17c is fine for day time temperature but its a lot more chilly overnight and it's hard to keep warm once the sun has gone.


----------



## mia5

Sounds like an ideal temperature for winter , here in the UK for the last few days its been about 14 degrees in the day and about 7 /8 degrees over night and this is our spring / summer . Oh and don't forget all the rain .


----------



## topcat83

mia5 said:


> Sounds like an ideal temperature for winter , here in the UK for the last few days its been about 14 degrees in the day and about 7 /8 degrees over night and this is our spring / summer . Oh and don't forget all the rain .


Sounds like the usual UK summer to me


----------



## relocatella

mia5 said:


> Sounds like an ideal temperature for winter , here in the UK for the last few days its been about 14 degrees in the day and about 7 /8 degrees over night and this is our spring / summer . Oh and don't forget all the rain .


And obviously grey sky :Cry:


----------



## carosapien

New Zealand is the only place where I've ever gone to bed wearing a hat and socks.

Two of the best purchases I've made are an electric blanket and a de-humidifier from the Warehouse. I recommend them to everyone.

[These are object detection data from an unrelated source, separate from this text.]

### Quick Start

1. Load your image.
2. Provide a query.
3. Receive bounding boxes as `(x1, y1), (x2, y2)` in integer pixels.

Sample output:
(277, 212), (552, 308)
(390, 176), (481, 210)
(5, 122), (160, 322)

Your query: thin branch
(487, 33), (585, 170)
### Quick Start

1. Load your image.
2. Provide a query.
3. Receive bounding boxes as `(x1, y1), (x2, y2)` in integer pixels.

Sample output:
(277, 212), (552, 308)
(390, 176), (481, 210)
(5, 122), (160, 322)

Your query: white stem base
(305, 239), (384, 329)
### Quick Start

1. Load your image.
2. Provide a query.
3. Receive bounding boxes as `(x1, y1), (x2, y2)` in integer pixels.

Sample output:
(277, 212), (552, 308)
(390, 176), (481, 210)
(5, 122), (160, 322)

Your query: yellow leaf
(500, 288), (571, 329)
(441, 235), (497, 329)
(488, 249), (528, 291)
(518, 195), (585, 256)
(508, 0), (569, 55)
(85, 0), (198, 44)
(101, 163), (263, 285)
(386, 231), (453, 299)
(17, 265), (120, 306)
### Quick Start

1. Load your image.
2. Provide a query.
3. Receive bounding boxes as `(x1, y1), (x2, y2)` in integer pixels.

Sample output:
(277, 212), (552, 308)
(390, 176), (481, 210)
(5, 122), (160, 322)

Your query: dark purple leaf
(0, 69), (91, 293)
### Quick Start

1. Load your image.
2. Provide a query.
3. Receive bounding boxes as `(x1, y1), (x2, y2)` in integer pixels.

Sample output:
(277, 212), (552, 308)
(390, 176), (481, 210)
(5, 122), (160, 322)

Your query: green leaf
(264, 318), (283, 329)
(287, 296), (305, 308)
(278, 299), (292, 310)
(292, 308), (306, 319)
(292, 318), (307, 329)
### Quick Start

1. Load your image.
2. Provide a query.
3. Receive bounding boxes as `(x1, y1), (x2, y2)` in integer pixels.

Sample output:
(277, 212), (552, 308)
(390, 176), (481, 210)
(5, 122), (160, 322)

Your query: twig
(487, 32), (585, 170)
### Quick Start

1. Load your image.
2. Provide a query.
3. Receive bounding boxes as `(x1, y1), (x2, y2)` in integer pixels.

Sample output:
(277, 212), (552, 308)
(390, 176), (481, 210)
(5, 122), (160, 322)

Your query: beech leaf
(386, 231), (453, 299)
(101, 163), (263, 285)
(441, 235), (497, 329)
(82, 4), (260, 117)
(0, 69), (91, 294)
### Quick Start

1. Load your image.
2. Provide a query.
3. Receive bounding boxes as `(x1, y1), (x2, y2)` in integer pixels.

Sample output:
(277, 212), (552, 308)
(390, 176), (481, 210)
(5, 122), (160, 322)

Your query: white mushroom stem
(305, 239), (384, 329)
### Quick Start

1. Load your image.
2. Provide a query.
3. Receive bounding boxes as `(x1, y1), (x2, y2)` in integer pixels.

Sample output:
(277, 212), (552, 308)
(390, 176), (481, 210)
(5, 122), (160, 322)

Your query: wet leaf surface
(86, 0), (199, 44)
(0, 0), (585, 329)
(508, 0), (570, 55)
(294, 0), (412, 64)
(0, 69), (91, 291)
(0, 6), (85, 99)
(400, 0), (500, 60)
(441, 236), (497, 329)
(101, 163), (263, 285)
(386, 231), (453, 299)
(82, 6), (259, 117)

The third best was a house with double glazing and a log burner  not so easy, the normal NZ double glazing is similar to what was available in Britain in the mid -80s and the metal frames are very cold. The sort of thing you'd take out of an older house and replace with PVC.


----------



## Song_Si

^ hat and socks! I had to borrow full thermals!
on my last visit to NZ July 2009 i stayed on a sheep farm in Wairarapa, house is a huge 1905 villa, lucky me I struck one of their coldest days/nights it dropped to minus 4.75C. But that was not cold enough to stop the farmdog insisting on his morning game of football (guest duty - or no breakfast for me!). I was not well-prepared having been in Thailand. But that is winter. 

****

same trip I went to see friends in New Plymouth, crisp clear days like this - Mount Taranaki and the port area

















and here's one friends sent me of their house, July 25 2011. They live in Stratford, near the base of Mt Taranaki.










and . . . weather here today in the SE Gulf of Thailand, a mild 32.6C and dropped to 27C overnight.


----------



## Weta

carosapien said:


> New Zealand is the only place where I've ever gone to bed wearing a hat and socks.
> 
> Two of the best purchases I've made are an electric blanket and a de-humidifier from the Warehouse. I recommend them to everyone.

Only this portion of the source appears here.